Read The Enigma of Arrival (1987) to see inside a life of displacement and migration, when an individual shifts from the Caribbean to rural England. Read The Middle Passage (1962) to recognise the legacy of slavery and the destruction of indigenous civilisations. Read In A Free State (1971) to understand group identity and structural inequality. Read Guerrillas (1975) to see the self-deception of revolutionaries and their enablers. Read The Suffrage of Elvira (1958) for fun. Read A Bend in the River (1979) for a prophetic view of conflict between communities in a newly independent African country. Read India: A Million Mutinies Now (1990) for an anticipation of India’s later social upheaval. Read Among the Republicans (1984) for an insight into the fantasies of the American right. Read Among the Believers, where, as early as 1981, Naipaul anticipated the rise of Islamist extremism as a revolt against the limits of secular nationalism. Read The Mimic Men (1967), an ironic novel showing the intolerable pressures on the leader of a postcolonial nation which depends on Western modernity, even while rejecting it.
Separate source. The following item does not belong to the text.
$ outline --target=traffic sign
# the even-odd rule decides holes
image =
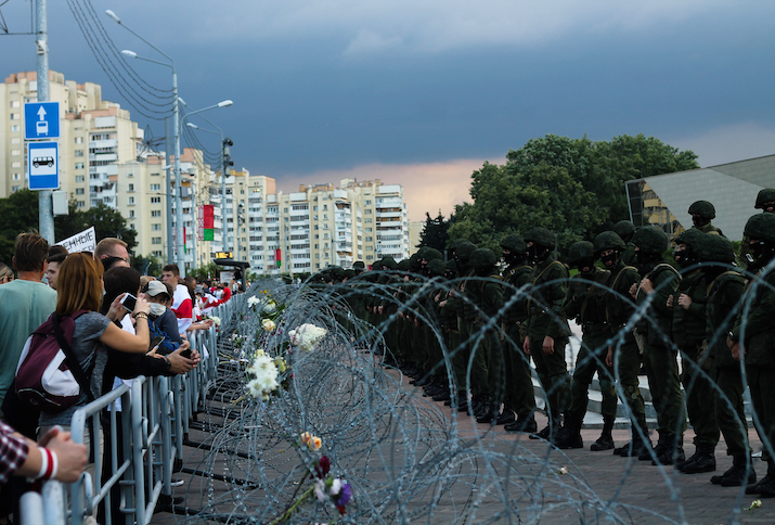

Read A Way in the World (1994) for a study of the self-manufactured tricksters of the West Indies. Read Miguel Street (1959) for a child’s eye view of street life in Port of Spain.
VS Naipaul will be read globally for centuries to come by those who seek to understand the end of the European empires.
Patrick French is Dean, School of Arts and Sciences and Professor for the Public Understanding of the Humanities, Ahmedabad University. He is the author of The World Is What It Is: The Authorised Biography of VS Naipaul.